If people dropped out, miners would make a negative with their mining rigs and stop mining, which would mean less miners can solve the puzzle which means the difficultiy adjustment would go down which means the power needed to mine goes down.

It's a self balancing system
>>
>>202569

Are you an idiot? If you added a decimal, everyone who would own 10 Bitcoin would own 100 Bitcoin instead.

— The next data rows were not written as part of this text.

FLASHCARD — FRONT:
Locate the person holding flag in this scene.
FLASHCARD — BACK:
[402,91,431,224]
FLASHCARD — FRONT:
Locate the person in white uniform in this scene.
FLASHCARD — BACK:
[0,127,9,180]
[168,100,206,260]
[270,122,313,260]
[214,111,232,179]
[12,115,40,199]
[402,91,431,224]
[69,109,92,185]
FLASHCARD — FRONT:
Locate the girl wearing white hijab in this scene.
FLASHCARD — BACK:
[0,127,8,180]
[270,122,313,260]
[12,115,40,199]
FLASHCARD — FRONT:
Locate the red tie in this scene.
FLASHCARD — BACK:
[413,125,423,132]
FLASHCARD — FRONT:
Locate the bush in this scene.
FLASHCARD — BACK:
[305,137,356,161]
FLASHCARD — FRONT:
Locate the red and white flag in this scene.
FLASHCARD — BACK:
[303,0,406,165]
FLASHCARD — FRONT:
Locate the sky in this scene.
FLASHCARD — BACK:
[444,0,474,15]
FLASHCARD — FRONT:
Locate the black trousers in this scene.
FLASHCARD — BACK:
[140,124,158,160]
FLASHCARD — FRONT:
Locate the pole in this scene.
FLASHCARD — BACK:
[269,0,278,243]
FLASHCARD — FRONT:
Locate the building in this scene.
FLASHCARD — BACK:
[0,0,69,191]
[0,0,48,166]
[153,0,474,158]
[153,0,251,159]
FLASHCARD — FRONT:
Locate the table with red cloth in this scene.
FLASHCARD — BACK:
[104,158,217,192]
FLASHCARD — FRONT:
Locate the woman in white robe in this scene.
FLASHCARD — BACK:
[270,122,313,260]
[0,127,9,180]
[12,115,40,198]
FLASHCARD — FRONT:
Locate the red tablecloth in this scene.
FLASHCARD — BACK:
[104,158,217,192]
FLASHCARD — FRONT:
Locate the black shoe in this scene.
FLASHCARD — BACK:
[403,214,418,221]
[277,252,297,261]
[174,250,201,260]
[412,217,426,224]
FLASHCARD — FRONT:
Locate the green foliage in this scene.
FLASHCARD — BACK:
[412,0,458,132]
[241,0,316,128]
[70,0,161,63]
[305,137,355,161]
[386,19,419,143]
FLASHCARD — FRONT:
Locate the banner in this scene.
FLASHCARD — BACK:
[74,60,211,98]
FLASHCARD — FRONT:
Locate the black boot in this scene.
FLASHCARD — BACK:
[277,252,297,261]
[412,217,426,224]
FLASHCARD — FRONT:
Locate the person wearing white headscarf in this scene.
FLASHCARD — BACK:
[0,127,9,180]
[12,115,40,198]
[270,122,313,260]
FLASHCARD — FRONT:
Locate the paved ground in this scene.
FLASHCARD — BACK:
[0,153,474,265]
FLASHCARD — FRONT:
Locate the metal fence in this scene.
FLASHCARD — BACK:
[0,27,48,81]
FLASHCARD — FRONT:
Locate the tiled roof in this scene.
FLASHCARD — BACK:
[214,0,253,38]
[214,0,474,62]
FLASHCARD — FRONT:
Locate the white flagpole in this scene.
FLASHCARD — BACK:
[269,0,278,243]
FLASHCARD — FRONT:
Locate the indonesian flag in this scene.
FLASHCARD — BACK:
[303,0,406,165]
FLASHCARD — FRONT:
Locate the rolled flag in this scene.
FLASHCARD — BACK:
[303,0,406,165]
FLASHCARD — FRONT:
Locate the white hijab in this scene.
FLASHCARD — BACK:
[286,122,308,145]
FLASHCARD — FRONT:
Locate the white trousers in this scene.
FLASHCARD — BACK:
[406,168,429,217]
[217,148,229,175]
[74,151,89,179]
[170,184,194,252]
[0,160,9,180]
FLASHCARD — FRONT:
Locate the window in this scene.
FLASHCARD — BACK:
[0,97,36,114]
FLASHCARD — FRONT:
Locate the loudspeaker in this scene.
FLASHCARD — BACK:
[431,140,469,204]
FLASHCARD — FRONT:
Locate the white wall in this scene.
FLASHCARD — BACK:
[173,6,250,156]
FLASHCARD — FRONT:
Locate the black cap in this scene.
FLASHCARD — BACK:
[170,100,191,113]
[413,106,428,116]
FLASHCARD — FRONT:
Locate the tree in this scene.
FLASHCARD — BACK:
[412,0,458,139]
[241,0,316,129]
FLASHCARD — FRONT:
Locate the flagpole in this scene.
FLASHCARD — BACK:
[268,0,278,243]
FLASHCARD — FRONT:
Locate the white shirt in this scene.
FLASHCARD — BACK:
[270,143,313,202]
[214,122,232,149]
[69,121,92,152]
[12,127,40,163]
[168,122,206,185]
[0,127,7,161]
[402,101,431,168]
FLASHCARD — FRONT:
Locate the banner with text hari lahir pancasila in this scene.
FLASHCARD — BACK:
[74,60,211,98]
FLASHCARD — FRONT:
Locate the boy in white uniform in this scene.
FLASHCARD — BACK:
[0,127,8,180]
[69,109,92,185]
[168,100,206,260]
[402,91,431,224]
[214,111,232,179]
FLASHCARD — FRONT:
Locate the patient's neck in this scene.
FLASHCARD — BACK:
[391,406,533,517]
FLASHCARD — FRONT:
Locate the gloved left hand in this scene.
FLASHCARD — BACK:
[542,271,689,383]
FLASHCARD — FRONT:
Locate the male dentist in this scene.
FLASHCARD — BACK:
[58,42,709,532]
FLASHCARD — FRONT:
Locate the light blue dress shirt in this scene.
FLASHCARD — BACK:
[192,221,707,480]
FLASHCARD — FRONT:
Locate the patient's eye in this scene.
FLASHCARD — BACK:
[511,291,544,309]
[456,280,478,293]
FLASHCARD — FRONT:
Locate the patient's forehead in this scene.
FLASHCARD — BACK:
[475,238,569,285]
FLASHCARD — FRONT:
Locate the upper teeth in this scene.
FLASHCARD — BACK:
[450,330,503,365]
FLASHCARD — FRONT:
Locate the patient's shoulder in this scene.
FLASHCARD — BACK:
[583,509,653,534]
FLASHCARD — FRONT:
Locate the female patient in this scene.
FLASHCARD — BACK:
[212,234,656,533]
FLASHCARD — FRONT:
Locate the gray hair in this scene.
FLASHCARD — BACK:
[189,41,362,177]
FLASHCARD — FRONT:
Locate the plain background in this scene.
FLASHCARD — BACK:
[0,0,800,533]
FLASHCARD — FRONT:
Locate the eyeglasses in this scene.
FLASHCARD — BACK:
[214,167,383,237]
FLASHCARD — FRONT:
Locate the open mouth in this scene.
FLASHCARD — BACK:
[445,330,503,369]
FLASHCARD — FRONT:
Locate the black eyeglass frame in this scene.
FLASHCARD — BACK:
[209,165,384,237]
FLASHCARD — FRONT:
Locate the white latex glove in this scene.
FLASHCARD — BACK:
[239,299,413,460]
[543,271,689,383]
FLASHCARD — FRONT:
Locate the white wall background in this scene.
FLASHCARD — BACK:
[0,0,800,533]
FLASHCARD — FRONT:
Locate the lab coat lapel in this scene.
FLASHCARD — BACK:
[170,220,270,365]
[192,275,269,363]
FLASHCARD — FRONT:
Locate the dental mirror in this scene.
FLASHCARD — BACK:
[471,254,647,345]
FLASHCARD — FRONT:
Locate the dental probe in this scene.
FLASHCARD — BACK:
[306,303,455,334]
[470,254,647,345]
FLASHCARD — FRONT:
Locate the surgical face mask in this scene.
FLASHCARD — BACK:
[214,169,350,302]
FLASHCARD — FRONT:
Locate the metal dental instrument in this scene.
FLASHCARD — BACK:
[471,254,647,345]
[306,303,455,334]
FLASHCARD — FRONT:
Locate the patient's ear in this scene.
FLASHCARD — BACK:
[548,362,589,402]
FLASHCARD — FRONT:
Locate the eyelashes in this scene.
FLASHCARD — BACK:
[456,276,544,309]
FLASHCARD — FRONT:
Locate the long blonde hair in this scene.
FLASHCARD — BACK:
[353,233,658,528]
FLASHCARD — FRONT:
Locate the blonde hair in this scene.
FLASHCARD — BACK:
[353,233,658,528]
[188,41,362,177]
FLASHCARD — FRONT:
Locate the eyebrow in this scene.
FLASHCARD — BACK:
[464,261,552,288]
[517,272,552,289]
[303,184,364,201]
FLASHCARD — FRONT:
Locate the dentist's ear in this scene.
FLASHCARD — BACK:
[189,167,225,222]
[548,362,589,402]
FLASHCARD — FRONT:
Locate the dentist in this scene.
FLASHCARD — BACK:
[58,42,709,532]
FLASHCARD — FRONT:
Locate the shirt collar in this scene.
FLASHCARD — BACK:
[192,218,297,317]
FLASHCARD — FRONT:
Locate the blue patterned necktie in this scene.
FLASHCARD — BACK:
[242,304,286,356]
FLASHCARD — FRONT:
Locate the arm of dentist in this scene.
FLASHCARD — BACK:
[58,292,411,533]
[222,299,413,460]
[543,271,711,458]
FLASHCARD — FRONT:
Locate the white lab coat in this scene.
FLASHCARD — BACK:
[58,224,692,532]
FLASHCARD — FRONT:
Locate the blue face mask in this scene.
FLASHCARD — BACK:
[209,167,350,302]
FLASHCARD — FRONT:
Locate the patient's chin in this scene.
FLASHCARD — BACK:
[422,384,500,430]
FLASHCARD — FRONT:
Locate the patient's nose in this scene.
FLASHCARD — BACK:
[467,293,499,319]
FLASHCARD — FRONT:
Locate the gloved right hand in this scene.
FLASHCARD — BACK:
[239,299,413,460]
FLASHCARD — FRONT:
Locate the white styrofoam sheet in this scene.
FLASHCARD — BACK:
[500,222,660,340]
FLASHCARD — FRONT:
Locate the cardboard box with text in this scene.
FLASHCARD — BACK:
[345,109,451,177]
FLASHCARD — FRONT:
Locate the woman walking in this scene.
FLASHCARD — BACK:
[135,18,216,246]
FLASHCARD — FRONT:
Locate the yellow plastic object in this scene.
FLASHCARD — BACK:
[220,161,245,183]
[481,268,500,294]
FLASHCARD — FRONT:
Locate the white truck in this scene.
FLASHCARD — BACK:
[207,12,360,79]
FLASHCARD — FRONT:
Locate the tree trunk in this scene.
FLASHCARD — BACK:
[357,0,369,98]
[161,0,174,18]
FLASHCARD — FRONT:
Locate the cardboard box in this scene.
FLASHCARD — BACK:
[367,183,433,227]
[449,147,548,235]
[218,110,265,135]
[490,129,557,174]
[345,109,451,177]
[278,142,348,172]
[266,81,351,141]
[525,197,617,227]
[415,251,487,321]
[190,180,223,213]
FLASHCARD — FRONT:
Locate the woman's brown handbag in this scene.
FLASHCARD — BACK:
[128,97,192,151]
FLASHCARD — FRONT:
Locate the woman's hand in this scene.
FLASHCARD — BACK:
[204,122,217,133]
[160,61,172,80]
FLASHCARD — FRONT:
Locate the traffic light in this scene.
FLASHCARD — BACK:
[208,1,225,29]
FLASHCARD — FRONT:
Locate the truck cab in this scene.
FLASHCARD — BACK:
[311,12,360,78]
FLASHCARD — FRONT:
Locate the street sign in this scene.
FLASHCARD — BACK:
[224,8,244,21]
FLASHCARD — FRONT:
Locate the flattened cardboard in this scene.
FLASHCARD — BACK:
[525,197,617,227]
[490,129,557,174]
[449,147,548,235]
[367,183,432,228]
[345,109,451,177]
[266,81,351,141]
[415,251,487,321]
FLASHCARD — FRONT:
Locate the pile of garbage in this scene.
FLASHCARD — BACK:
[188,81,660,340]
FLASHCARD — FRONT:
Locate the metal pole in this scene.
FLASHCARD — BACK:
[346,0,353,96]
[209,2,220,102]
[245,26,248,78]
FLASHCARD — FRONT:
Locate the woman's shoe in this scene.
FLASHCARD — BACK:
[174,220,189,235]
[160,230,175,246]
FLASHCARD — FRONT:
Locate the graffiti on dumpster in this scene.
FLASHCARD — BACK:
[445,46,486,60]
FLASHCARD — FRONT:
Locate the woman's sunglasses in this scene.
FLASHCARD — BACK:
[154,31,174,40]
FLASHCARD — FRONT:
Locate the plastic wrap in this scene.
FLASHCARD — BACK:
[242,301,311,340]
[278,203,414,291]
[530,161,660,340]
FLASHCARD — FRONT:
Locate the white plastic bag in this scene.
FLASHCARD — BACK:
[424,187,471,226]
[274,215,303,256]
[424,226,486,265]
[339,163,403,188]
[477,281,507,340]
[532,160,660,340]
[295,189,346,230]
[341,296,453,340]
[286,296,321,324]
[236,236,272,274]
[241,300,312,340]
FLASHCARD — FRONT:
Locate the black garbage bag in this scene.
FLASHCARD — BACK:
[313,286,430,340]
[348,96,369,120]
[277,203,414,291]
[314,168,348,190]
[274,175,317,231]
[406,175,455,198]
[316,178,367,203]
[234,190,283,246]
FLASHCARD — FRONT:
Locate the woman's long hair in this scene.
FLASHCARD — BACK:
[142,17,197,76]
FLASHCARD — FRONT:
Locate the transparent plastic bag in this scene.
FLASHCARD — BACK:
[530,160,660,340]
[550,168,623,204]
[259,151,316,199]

Smallest unit of Bitcoin is a Satoshi which is a hundred millionth of a Bitcoin
>>
>>202682

I wish we would adopt terms like Bitcent and Bitpenny.
Know how a Dollar consists of 100 cent? A Bitcoin consists of 100 million Satoshi.
I own 0.35 Bitcoin or 35 Bitcent or 35 million Satoshi.
A Bitcoin is infinitely divisible
>>
>>202702

>crazy valuable

Go kill yourself, and keep killing yourself until you learn how to communicate using English like an adult would. Thanks.
>>
>>202729
>I own 0.35 Bitcoin
hahahaha you poor plebeian faggot i hope that was just an example
>>
>>202729
>A Bitcoin is infinitely divisible
Also wrong, btw. Min transaction is 547 satoshis.
>>
>>202729
I'm having a hard time visualizing that
>>
>>203087

So 547 satoshis is sorta like planck length for BTC? They can't be subdivided further no matter what?
>>
>>203072

It was just an example, but 0.35 Bitcoin is still 4000 dollars.

>>203087
>>203343

There is no minimum transaction limit. Lower transactions just don't make sense because of transaction fees

>>203325
1 Satoshi = 0.00000001 Bitcoin
or
1 Bitcoin = 100,000,000 Satoshi

Idk what you're having trouble with what to visualise
>>
>>203510

"My eyes, my eyes ohmygod my eyes, all these zeros I just can't stand it!"
>>
Fucking hell. The feds are coming
SELL EVERYTHING. RUN FOR YOUR LIVES

>Is It Time to Regulate Bitcoin?
https://www.wsj.com/articles/is-it-time-to-regulate-bitcoin-1512409004
>>
Steam just dropped bitcoin
>>
>>204953
Because of fees.

BUY EVERYTHING
>>
>>194778
But my drug transactions! I can't go back to the street-sheeit!
>>
>>205333
It's just too volatile to use as a currency
>>
>>205630
Noone cares. Soon the futures markets will hit and all the fagets who invested this last month will feel the price drop faster than their poop out of their dilated assholes.
>>
Bitcoin futures trading starts tomorrow.
It will be a total clusterfuck.
http://fortune.com/2017/12/09/bitcoin-mainstream-finance/
>>
>>194716
So I guess now is a bad time to finally start learning how this shit works, and investing in hardware?